Les connaissances en français des jeunes Flamands se dégradent à vue d’oeil. « Beaucoup d’étudiants ne savent plus conjuguer correctement un verbe à l’indicatif présent. »

Au mois de mai, Page Personnel a diffusé un communiqué de presse étonnant. Le bureau d’intérim s’inquiétait du manque croissant de candidats qui maîtrisent les deux langues du pays. « C’est une tendance de ces cinq dernières années », explique Olivier Dufour, directeur de Page Personnel Bruxelles. « Il devient de plus en plus difficile de mener à bien des missions, car parmi les candidats qui se présentent chez nous il y a de moins en moins de bilingues néerlandais-français. »

Dufour voit de plus en plus de jeunes Flamands qui possèdent un bon niveau d’anglais, mais un niveau déplorable de français. « Et pour plus de 80% de nos offres d’emploi, on demande une connaissance du néerlandais et du français. »

En tant que directeur de Page Personnel, Olivier Dufour s’occupe de recruter pour des emplois qui rapportent un salaire annuel qui va jusqu’à environ 45 000 euros. « Cela signifie que pratiquement tous les jeunes qui viennent de quitter l’école supérieure ou l’université et qui font leurs premiers pas sur le marché du travail sont concernés, tout comme les profils techniques tels que les comptables, les sales managers, le personnel de centre d’appels et de service, etc. c’est une palette large, mais généralement on exige une connaissance de la deuxième langue nationale. »

Les jeunes, estime Dufour, pensent à tort que l’anglais leur permet d’aller partout. « Jusqu’à il y a peu de temps, la force des candidats belges c’était qu’ils connaissaient le néerlandais, le français et l’anglais.

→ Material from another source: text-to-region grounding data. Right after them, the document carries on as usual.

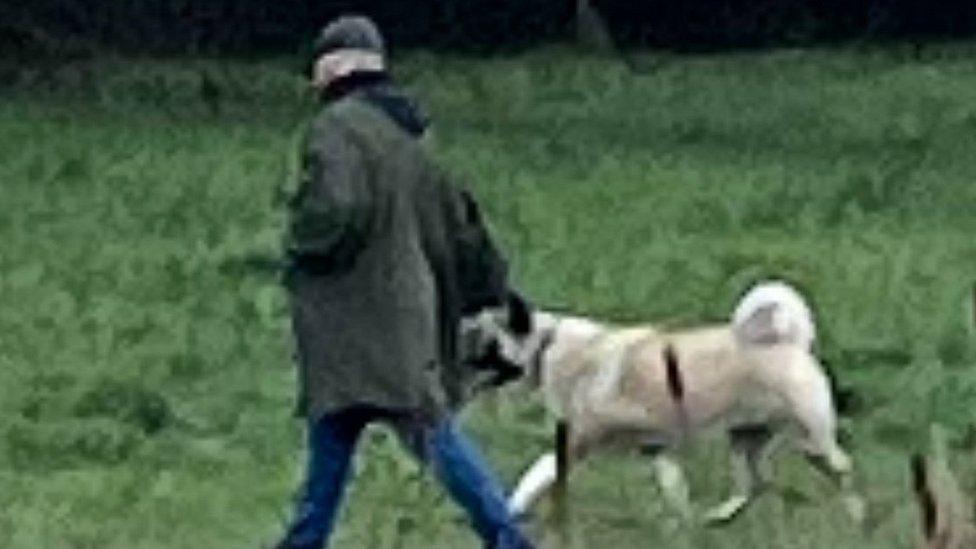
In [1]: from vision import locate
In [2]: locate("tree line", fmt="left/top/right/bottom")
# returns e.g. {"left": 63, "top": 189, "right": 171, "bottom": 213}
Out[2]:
{"left": 2, "top": 0, "right": 974, "bottom": 59}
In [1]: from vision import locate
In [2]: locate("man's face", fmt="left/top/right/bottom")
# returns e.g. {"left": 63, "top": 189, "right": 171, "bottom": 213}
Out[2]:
{"left": 310, "top": 49, "right": 385, "bottom": 92}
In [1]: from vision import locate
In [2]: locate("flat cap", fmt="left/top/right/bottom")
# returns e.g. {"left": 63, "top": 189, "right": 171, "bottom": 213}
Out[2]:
{"left": 313, "top": 15, "right": 386, "bottom": 58}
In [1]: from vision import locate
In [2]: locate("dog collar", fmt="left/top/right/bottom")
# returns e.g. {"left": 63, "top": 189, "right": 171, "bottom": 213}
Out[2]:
{"left": 529, "top": 327, "right": 557, "bottom": 388}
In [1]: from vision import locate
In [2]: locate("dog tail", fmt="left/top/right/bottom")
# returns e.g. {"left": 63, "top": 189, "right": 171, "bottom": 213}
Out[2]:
{"left": 732, "top": 280, "right": 815, "bottom": 349}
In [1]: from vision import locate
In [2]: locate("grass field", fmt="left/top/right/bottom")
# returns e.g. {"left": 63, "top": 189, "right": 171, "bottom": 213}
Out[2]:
{"left": 2, "top": 43, "right": 976, "bottom": 548}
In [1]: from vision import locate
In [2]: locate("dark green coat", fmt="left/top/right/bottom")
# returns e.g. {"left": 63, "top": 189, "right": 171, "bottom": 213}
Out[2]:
{"left": 284, "top": 93, "right": 509, "bottom": 420}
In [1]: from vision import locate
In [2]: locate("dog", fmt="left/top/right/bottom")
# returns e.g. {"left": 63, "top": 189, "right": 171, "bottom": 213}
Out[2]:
{"left": 469, "top": 281, "right": 866, "bottom": 526}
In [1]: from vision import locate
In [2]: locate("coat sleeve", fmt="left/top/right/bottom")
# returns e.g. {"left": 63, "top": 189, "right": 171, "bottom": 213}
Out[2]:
{"left": 286, "top": 121, "right": 373, "bottom": 274}
{"left": 422, "top": 166, "right": 512, "bottom": 315}
{"left": 448, "top": 188, "right": 511, "bottom": 315}
{"left": 416, "top": 164, "right": 518, "bottom": 406}
{"left": 442, "top": 181, "right": 521, "bottom": 396}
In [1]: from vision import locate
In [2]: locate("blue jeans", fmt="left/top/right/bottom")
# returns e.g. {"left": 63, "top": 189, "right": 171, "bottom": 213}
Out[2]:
{"left": 277, "top": 406, "right": 533, "bottom": 549}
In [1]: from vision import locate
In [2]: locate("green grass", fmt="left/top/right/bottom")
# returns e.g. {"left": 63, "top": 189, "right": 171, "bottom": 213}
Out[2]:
{"left": 2, "top": 44, "right": 976, "bottom": 548}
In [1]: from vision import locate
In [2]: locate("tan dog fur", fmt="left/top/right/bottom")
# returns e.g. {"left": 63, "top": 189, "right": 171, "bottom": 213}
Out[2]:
{"left": 489, "top": 282, "right": 865, "bottom": 525}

Beaucoup de sièges européens qui viennent s’installer à Bruxelles et dans le Brabant flamand ou wallon, comptent là-dessus. »

Beaucoup de marques de luxe françaises, pensez à Louis Vuitton, possèdent un centre d’appel à Bruxelles ou dans les environs. « Généralement, ces centres d’appel desservent la France et tout le Benelux et ont donc besoin de collaborateurs bilingues français et néerlandais. Une succursale à Bruxelles coûte cher et ces marques veulent offrir de la qualité à leurs clients. Suite au manque de candidats bilingues, il est de plus en plus difficile de trouver les personnes adéquates. »

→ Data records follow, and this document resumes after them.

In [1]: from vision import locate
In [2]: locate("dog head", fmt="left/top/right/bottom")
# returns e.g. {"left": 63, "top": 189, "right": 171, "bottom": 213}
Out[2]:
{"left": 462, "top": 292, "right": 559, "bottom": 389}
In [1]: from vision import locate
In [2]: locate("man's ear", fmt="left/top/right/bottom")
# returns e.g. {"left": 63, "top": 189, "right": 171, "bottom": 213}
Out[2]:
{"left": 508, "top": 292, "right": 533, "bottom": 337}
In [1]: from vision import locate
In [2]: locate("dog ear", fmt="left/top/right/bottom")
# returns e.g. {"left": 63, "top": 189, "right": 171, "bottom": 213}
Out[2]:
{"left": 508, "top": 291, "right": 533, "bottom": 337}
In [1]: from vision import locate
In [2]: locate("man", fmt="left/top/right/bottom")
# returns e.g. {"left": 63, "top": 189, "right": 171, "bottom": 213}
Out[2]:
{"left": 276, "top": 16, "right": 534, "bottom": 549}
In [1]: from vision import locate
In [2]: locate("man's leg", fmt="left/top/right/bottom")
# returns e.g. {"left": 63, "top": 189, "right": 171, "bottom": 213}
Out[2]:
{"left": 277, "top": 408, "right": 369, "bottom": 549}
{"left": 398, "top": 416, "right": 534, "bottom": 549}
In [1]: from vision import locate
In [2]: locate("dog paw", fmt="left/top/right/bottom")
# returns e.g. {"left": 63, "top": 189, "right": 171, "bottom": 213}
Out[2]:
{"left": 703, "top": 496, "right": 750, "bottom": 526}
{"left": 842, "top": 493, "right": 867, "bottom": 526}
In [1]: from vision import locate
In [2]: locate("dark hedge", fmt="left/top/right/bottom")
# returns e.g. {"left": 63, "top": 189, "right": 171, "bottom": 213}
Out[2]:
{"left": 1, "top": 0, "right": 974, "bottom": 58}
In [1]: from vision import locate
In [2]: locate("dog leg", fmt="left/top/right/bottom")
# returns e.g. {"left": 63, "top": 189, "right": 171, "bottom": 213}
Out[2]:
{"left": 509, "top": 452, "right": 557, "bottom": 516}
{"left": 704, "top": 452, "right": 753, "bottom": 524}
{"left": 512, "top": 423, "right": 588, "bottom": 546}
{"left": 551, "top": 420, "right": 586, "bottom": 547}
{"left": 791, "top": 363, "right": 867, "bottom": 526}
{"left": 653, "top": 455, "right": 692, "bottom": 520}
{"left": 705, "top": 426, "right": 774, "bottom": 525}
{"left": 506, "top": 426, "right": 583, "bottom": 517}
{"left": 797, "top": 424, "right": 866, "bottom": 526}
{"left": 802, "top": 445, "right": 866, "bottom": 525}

Olivier Dufour souhaite que les jeunes Belges qui partent en Erasmus réfléchissent deux fois à leur destination. Au lieu d’aller faire la fête en Italie ou en Espagne, ils feraient mieux, en fonction de leur langue maternelle, de choisir la France et les Pays-Bas.

Les Flamands risquent de perdre un bel atout sur le marché du travail, estime Dufour. « Autrefois, les candidats néerlandophones avaient généralement un niveau raisonnable de français. Ces dernières années, nous sommes confrontés à des Flamands qui parlent à peine français. »

Jan Denys, spécialiste du marché du travail et porte-parole chez Randstad, vit des expériences similaires. « Nous pouvons confirmer les grandes lignes de cette évolution. Elle est due aussi au fait que les jeunes Flamands n’ont plus de liens avec la langue française. À l’exception de Stromae, la chanson et le cinéma français ne jouent presque plus aucun rôle dans leur vie. »

L’anglais, la lingua franca mondiale, est la langue de la culture des jeunes, des réseaux sociaux et de la musique pop. Avec les années, le français a acquis une image poussiéreuse et ennuyeuse.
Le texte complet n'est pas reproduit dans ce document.